How do they change it to one integral.?
And also where did they get them substitutions from?

Any help would be greatly appeciated.

 

[DryRun]

First, you should make the sketch to understand how to project the surface. You haven't shown any work in your post.

The substitution used in the integral is due to the presence of $\sqrt{8-y^2}=\sqrt{(\sqrt{8})^2-y^2}$

 

[Simon Bridge]

I could only get as far as the filling in the equation.

Which would be formula (f) from the table at the end. Did you manage to sketch the region?

How do they change it to one integral.?

They are integrating over x and y ... they just did the integration over x first.

And also where did they get them substitutions from?

A physicist would use the sketch for part (a) to change coordinates soas to exploit the symmetry. Mathematicians are more formal... what they have described is a parameterization (in effect changing to cylindrical coordinates).

The substitutions are basically trig substitutions.
You know that if you have an integral like \int \frac{dx}{\sqrt{a-bx^2}}... then you want to try a substitution of form x=\sqrt{\frac{a}{b}}\sin(t).

 

[raoulduke1]

Which would be formula (f) from the table at the end. Did you manage to sketch the region?They are integrating over x and y ... they just did the integration over x first.
A physicist would use the sketch for part (a) to change coordinates soas to exploit the symmetry. Mathematicians are more formal... what they have described is a parameterization (in effect changing to cylindrical coordinates).

The substitutions are basically trig substitutions.
You know that if you have an integral like \int \frac{dx}{\sqrt{a-bx^2}}... then you want to try a substitution of form x=\sqrt{\frac{a}{b}}\sin(t).

Yes I sketched it.

so its basically a rectangle split into 4?
does that 4 before the integral mean they are integrating a quarter of the shape and multiplying it by 4?

 

[raoulduke1]

also how did the integral value change at the end from (2 and 0) to (pi/2 and 0)

 

[Simon Bridge]

so its basically a rectangle split into 4?

No.

The surface is a cylinder, radius 2√2, aligned along the x axis.
The region is a 2x4 rectangle, centered at the origin, lying in the x-y plane, long side aligned to the y axis.

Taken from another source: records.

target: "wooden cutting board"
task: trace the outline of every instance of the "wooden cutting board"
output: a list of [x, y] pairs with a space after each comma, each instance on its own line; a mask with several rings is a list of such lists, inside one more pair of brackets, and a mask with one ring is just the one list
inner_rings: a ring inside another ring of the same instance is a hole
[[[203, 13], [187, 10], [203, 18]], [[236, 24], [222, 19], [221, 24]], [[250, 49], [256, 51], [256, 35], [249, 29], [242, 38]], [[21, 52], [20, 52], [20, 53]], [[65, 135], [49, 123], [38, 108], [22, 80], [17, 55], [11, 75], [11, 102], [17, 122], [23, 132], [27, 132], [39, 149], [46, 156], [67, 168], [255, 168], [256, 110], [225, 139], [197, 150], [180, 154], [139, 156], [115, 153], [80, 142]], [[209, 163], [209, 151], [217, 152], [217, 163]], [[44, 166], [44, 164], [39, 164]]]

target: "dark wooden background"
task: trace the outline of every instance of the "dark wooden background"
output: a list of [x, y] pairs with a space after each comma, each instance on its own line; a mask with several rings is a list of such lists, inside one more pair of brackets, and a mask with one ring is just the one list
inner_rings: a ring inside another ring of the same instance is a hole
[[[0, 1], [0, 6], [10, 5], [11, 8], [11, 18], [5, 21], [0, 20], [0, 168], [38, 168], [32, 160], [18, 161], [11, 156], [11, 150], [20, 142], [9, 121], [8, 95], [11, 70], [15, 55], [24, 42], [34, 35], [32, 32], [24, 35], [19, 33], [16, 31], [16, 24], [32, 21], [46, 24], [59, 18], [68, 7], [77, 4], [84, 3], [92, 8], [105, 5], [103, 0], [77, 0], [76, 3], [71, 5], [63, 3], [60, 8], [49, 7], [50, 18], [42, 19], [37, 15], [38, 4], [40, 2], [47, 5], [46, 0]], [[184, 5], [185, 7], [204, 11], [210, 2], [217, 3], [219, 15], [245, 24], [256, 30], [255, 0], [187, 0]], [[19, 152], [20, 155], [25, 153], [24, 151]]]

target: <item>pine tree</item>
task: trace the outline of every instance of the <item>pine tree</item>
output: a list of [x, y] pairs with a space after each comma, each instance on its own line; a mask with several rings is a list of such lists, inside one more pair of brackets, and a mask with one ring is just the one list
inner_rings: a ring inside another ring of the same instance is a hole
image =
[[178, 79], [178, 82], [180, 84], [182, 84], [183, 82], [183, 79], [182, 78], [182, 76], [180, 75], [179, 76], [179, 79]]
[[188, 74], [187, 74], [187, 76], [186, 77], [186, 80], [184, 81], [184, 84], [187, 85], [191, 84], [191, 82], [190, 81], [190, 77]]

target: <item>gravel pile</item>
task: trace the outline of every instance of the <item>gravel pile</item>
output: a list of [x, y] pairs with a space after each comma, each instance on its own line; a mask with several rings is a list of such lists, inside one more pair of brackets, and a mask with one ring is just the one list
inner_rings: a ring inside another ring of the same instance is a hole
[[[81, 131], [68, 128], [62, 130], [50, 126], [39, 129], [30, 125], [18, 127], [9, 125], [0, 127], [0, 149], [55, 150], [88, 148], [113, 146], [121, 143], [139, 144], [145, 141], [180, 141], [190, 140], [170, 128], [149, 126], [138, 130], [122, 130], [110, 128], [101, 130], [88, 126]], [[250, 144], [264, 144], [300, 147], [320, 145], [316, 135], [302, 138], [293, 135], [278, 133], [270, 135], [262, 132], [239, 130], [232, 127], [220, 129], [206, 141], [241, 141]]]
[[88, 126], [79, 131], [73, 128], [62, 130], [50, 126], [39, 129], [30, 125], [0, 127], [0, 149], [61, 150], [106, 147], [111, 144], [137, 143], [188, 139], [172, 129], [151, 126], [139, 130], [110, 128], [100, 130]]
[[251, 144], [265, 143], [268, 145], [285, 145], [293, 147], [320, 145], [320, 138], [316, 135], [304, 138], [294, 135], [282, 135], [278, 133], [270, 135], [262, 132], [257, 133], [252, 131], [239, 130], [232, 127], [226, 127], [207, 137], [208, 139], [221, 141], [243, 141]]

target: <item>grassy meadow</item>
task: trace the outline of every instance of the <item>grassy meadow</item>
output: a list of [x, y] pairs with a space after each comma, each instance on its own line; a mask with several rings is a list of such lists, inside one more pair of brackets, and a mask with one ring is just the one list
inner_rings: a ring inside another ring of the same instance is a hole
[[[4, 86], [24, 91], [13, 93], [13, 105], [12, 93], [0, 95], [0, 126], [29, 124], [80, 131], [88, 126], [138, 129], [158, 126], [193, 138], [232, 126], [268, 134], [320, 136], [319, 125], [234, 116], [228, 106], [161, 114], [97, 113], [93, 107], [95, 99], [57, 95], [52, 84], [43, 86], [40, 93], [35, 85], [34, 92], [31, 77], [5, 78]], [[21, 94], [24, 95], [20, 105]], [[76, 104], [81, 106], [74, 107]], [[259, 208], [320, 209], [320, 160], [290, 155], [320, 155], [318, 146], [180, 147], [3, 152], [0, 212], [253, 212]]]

If your picture does not look like a section of a cylinder, then it is no wonder you are having trouble. In fact - if you had the right diagram, you could have worked out the area just using that and basic High School geometry: no calculus needed.

The 4 in front is partly the result of integrating the dx part. The rest is from using the symmetry. (the -y part is the same as the +y)

The limits of integration change with the substitution: the old limits were for y, the new limits are for t ... complete: when y=-2, t=?